Simplesmente Amor (Love Actually, Inglaterra/Estados Unidos, 2003). Direção: Richard Curtis. Roteiro: Richard Curtis. Elenco: Bill Nighy, Colin Firth, Liam Neeson, Emma Thompson, Martin Freeman, Joanna Page, Chiwetel Ejiofor, Andrew Lincoln, Keira Knightley, Hugh Grant, Martine McCutcheon, Laura Linney, Rodrigo Santoro, Alan Rickman, Billy Bob Thornton, Rowan Atkinson, Kris Marshall. Duração: 138 minutos.
O que define o ser humano não é a inteligência ou o raciocínio, nem tampouco a comunicação e organização, e certamente não envolve função cognitiva desenvolvida e aperfeiçoada ao longo de milhões de anos de evolução. Parece clichê, mas o que define a nossa espécie é a capacidade que temos de amar, o reconhecimento da existência de um sentimento que nos move com força e é etéreo, permanente e pervasivo como o essencial ar que respiramos. O amor não se envergonha de versos e declarações cafonas, delineia-se sobre estes e traça a imprescindibilidade de outrem nas nossas vidas. Enfim, “o amor está em todo lugar”, afirma a narração de Hugh Grant durante os reencontros no saguão do aeroporto de Heathrow e está universalidade alça Simplesmente Amor a dos mais belos retratos do cinema sobre o tema, o casamento da essência e individualidade humanas com as festas natalinas – e vejam que ironia, dos supostamente frios e pragmáticos corações londrinos.

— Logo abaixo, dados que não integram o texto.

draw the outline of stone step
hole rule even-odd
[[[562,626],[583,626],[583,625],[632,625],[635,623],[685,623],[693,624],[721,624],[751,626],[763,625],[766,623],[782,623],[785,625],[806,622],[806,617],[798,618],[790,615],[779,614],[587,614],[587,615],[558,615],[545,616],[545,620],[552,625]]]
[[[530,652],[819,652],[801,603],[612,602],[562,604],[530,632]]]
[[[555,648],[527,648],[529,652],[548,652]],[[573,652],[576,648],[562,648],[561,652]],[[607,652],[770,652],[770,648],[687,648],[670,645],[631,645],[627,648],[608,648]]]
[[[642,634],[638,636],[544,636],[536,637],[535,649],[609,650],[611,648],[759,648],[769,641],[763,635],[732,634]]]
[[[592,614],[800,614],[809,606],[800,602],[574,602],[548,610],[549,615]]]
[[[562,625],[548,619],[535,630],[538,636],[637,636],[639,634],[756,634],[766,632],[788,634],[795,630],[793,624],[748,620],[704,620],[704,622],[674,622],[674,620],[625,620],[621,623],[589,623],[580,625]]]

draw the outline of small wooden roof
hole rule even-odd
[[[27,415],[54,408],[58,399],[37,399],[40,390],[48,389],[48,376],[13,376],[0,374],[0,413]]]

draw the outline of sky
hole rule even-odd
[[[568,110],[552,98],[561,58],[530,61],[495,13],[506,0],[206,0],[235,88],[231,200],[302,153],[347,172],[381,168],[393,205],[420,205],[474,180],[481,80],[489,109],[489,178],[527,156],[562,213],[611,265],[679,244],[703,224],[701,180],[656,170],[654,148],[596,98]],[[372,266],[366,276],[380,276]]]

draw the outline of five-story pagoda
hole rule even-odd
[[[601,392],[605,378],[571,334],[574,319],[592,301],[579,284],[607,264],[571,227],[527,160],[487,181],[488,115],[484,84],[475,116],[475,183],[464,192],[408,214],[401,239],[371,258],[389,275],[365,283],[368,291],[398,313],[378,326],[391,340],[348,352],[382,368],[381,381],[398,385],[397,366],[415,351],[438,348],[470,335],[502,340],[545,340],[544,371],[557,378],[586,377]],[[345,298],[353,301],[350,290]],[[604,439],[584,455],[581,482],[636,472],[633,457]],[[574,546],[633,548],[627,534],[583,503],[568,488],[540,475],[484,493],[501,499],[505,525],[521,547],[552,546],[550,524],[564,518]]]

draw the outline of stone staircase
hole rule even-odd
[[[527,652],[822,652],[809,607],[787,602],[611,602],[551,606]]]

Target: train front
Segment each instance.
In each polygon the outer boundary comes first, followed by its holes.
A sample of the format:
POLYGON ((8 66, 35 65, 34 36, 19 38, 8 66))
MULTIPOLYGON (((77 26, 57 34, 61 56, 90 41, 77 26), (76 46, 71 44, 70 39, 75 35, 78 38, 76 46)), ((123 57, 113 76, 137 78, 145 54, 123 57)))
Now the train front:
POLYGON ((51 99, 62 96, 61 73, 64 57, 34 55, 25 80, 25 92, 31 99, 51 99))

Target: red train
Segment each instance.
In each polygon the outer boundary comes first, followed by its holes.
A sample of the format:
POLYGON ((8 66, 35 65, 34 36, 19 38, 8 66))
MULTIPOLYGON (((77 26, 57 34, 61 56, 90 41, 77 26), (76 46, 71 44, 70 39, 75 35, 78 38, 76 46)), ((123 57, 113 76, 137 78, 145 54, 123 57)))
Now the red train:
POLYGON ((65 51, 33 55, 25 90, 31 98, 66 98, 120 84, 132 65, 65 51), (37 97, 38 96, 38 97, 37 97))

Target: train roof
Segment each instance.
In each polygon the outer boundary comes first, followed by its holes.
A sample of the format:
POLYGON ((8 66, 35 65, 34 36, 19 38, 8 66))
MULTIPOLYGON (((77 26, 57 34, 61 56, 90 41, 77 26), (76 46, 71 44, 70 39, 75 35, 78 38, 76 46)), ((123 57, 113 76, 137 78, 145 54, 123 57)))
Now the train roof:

Assumindo o, geralmente, irregular formato de antologia, Simplesmente Amor é impressionante e eficiente desde a montagem inicial a qual nos apresenta economicamente as duas dezenas de personagens. Adentrar e resumir cada um dos relacionamentos desperdiçaria valiosas palavras e, embora alguns precedam outros, é indiscutível o charme e a pureza que cada um evoca. Assim, as linhas narrativas envolvendo Hugh Grant, Liam Neeson, Colin Firth, Emma Thompson e Alan Rickman dispõem de tempo para desenvolvimento mais apropriado do relacionamento de seus personagens; por sua vez, Martin Freeman, Laura Linney, Keira Knightley e Kris Marshall (apenas para citar os nomes mais conhecidos em cada história) encantam com a simplicidade e a destreza que a breve história de amor de cada um é apresentada. Finalmente, Bill Nighy é um monstro diverso na narrativa, conjurando formas de amor distintos e inevitavelmente permeando as demais narrativas com o seu tema natalino sarcástico e tocante.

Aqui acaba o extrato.